Durante o resto da noite os sapadores trabalharam arduamente para restabelecer com troncos e pranchas, a passagem ao exército de Soult na Ponte do Saltadouro, e de manhã a vanguarda do II Corpo comandada por Loison pôde reiniciar a sua marcha.

Mesmo assim a passagem dos franceses com os seus 4000 cavalos, sobre uma estreita passagem sustentada por alguns troncos, sem guardas, demorou o dia todo, com a perda de muitos animais que se encabritavam e se despenhavam na torrente.

Na retaguarda a brigada Mede e dois regimentos de Cavalaria, instalados numa ravina lateral, a direita apoiada no rio e a esquerda nas escarpas que dominavam a estrada de Salamonde, impediram lutando, que um regimento de Dragões britânico das avançadas de Wellesley se aproximasse do confuso ajuntamento de tropas que ansiosamente aguardava a sua vez de transporem a Ponte.

Entretanto a testa lançava-se pelas escarpadas vertentes do Cavado, na direcção de Paradela.

Mas após duas horas de marcha a tropa francesa foi detida no sítio da Ponte da Misarela, sobre o rio Rabagão: o pesadelo de Soult ainda não terminara!

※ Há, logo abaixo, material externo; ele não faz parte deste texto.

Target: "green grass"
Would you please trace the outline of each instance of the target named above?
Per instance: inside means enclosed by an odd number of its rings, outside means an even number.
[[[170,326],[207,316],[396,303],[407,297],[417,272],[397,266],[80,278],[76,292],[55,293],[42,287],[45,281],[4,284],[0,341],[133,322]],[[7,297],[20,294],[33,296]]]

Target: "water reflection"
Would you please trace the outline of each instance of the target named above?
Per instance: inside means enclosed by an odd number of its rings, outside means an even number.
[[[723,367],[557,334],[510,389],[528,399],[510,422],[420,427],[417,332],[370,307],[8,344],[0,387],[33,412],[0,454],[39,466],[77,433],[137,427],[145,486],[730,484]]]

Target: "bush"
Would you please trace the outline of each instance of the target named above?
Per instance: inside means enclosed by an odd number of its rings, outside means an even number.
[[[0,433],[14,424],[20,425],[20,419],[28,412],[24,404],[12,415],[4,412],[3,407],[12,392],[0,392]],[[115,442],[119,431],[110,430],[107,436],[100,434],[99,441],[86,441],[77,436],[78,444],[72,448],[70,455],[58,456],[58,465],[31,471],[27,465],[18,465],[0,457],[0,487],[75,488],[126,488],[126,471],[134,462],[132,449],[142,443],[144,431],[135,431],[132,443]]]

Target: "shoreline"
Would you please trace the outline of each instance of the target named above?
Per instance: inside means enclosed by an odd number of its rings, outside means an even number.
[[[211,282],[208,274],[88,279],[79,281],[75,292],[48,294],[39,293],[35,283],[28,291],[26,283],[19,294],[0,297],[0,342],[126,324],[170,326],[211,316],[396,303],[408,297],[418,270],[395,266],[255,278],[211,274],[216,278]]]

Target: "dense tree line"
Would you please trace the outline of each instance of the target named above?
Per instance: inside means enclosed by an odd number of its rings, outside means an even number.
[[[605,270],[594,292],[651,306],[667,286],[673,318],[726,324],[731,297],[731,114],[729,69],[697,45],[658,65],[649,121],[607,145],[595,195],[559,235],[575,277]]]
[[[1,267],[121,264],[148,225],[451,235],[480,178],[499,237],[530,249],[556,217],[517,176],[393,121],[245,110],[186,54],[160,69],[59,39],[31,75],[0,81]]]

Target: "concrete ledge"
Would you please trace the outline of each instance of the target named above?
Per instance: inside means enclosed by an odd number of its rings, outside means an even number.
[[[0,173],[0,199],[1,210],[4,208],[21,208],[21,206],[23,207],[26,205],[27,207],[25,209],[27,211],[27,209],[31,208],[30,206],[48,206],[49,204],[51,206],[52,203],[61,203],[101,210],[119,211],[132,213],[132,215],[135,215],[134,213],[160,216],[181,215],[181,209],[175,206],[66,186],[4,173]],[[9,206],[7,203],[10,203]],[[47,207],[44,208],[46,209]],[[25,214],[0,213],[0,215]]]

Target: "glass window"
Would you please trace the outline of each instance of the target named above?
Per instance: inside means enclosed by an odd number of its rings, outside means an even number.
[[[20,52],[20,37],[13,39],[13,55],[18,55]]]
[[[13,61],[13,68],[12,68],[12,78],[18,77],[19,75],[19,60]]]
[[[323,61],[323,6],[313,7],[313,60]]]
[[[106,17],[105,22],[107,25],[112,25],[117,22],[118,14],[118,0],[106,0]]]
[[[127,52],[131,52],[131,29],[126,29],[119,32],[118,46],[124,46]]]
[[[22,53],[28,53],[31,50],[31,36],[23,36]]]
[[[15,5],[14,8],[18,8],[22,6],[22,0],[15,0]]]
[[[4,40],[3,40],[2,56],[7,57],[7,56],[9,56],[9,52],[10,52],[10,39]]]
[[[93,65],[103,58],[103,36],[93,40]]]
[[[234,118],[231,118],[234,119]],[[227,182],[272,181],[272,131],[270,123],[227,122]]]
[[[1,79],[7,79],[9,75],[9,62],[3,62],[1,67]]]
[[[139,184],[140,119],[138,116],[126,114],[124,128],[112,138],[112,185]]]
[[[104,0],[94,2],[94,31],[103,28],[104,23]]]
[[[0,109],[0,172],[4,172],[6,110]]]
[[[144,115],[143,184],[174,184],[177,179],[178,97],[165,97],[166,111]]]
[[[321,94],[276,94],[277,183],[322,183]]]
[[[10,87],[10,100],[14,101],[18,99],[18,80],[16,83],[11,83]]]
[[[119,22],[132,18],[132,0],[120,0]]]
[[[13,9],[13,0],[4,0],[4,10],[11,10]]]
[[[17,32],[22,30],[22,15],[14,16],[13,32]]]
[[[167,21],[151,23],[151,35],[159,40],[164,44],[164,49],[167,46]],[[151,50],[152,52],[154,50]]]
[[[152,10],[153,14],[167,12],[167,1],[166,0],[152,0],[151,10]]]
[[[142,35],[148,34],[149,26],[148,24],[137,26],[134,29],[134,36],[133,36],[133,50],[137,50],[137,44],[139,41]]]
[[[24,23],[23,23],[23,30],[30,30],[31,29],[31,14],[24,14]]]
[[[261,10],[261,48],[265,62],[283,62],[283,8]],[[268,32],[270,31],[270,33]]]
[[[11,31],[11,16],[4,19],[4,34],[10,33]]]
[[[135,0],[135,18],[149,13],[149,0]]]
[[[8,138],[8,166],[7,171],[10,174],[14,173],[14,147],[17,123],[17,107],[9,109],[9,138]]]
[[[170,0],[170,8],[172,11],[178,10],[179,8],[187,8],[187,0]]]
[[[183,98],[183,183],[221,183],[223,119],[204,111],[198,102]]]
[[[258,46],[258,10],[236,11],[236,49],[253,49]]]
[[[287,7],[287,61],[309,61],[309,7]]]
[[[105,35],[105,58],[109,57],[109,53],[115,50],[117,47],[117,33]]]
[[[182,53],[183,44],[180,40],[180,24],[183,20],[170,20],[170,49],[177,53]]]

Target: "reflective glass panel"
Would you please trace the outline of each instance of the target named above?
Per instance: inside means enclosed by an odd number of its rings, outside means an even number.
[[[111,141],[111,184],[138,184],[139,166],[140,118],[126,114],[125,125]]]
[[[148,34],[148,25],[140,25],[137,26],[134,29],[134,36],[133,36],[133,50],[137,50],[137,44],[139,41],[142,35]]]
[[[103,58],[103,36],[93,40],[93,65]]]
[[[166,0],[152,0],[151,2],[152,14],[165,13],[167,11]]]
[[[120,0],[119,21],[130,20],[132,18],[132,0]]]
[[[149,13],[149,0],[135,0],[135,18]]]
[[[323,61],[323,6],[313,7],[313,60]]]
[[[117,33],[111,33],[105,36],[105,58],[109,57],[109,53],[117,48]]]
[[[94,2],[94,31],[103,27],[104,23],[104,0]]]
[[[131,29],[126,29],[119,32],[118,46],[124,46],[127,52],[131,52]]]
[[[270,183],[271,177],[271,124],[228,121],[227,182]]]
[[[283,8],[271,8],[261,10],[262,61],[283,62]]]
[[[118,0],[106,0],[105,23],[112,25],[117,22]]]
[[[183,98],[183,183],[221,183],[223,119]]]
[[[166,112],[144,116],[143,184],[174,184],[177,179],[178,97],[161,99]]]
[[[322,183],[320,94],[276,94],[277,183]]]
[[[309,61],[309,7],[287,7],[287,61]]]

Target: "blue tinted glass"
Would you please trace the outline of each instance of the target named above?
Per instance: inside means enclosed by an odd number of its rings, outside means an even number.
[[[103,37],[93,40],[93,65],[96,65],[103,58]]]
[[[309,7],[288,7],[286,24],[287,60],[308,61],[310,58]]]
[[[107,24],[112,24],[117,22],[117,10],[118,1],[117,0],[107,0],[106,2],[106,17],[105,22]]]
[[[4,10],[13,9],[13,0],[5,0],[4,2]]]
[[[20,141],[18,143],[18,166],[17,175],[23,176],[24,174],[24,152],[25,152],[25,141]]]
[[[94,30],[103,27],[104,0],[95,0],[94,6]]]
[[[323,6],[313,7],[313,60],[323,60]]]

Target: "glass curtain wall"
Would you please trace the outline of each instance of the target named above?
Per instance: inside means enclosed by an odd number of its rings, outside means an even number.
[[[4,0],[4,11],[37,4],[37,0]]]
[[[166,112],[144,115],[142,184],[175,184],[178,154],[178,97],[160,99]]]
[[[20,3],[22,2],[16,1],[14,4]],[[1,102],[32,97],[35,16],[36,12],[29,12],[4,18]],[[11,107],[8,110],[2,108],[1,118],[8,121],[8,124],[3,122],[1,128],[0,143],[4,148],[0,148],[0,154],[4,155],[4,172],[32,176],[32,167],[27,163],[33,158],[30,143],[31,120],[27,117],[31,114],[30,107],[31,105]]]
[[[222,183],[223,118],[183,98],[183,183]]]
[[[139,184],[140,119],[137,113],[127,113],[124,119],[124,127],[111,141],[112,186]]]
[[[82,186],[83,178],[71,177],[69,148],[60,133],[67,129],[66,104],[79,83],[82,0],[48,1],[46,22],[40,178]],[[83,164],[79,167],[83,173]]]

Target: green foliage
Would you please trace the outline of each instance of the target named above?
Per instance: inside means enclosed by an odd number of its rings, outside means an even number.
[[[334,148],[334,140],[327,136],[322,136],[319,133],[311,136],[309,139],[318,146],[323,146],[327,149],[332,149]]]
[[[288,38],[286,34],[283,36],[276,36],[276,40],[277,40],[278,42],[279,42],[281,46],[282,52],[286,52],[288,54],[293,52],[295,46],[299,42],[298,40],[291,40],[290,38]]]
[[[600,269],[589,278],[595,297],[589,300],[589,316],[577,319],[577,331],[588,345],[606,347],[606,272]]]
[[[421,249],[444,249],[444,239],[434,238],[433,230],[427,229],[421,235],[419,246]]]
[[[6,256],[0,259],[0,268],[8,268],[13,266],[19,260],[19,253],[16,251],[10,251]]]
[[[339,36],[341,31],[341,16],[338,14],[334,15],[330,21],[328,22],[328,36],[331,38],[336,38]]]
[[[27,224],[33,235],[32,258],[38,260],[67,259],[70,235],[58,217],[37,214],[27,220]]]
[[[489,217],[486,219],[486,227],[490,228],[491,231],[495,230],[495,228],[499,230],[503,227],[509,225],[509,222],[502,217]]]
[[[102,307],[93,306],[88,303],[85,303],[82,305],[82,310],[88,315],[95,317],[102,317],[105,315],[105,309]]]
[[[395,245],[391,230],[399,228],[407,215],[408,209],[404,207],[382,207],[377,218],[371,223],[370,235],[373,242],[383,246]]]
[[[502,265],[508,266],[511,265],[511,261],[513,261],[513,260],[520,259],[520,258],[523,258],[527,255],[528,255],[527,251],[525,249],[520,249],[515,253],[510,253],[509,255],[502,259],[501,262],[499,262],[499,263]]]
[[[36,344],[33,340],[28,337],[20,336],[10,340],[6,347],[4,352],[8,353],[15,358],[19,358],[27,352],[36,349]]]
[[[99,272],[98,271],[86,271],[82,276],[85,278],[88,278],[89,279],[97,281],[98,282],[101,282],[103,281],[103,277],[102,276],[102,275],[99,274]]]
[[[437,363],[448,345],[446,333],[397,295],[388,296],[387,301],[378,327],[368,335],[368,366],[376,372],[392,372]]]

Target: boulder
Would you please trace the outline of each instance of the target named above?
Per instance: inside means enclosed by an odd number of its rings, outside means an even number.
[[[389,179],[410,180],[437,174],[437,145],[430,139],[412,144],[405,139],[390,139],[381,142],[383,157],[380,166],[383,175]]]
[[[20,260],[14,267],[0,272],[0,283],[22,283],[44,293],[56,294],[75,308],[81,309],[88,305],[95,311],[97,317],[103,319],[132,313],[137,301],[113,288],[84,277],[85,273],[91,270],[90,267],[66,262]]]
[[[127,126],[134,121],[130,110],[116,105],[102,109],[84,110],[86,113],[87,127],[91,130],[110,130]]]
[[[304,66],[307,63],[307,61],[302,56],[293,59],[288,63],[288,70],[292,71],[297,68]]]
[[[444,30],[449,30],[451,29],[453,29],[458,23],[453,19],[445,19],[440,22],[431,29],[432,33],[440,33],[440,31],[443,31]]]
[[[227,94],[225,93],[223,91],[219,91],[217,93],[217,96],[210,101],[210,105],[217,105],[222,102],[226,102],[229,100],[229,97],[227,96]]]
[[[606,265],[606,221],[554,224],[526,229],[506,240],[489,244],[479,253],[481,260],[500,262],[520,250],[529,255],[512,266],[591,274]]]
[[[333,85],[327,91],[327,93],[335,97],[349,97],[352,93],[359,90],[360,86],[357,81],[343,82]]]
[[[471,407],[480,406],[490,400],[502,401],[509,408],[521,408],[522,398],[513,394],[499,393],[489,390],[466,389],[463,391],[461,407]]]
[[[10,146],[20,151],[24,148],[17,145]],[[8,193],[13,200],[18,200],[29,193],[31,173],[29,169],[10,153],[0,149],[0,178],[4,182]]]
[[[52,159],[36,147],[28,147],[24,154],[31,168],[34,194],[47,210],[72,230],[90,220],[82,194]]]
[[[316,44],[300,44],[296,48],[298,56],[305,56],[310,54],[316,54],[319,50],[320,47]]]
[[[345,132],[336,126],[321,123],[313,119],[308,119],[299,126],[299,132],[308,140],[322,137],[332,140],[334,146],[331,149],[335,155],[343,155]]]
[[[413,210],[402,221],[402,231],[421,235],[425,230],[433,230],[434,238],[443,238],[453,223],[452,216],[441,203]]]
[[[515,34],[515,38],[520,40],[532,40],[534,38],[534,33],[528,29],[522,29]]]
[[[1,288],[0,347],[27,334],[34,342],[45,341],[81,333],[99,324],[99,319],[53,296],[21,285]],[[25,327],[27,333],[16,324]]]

(continua na próxima quarta-feira)

1 comentário:

Espectador disse...

Em criança contavam-me essa historia só ke diziam ke o povo tinha derrotado os franceses sem homens nem armas, só com inteligencia, diziam ke tinham destruido a ponte mas deixado uma passagem só com algumas tabuas, ke na escuridão da noite e guiados por um fogueira feita pelos nossos compatriotas do outro lado do rio, os franceses meteram-se a ultrapassar o rio julgando a ponte segura e a maioria caiu nas aguas torbulentas. Fico à espera da proxima historia , Mt bom mesmo. Sempre pendei ke era tudo inventado.